When one says “social system,” as this author actually does, do you think he arbitrarily excludes people below a certain pay grade?
Author distinguishes corporation from employees in following sentence, so managers likely refers to employers which employ the employees. Employees are those who are employed by employers, the managers are those employers.
Is your interpretation of the author’s argument that Person B and all of her superiors hold the same objective of improving the quality of their work life, but that Person A does not hold this as their objective?
When the author states "the principal function of most corporations is not to maximize shareholder value, but to maximize the standard of living and quality of work life of those who manage the corporation", the author was implying that this is wrong.

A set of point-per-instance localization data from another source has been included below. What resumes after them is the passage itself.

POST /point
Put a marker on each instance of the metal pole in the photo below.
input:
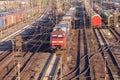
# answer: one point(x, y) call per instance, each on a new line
point(18, 67)
point(105, 67)
point(61, 67)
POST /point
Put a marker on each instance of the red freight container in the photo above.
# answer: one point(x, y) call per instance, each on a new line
point(96, 21)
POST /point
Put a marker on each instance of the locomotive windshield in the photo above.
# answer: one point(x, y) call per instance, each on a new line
point(57, 36)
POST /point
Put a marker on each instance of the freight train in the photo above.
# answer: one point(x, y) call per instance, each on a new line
point(96, 20)
point(10, 18)
point(60, 34)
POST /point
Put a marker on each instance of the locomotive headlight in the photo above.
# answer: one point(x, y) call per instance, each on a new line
point(60, 41)
point(53, 41)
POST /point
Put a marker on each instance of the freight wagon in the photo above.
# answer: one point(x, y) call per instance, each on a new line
point(60, 35)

They then stated that "Employees have a much larger investment in most corporations than their shareholders. Corporations should be maximizing stakeholder, not shareholder, value to employees, customers, and shareholders."
Thus the author semantically implies that "employees" are a separate group of persons from "those who manage the corporations". If employees and "those who manage the corporation" were the same group of persons or part of the system, then it would not have been necessary for the author to claim that corporations should also maximize value for employees, they would have only mentioned customers as the excluded group of stakeholders.
I did reread that part and I was clearly wrong. You are absolutely correct, it refers to a wider category.
Now I kinda want to take person up the comment chain on their bet.
The entire basis of their analysis is that these arbitrary distinctions people propagate in common parlance are not real.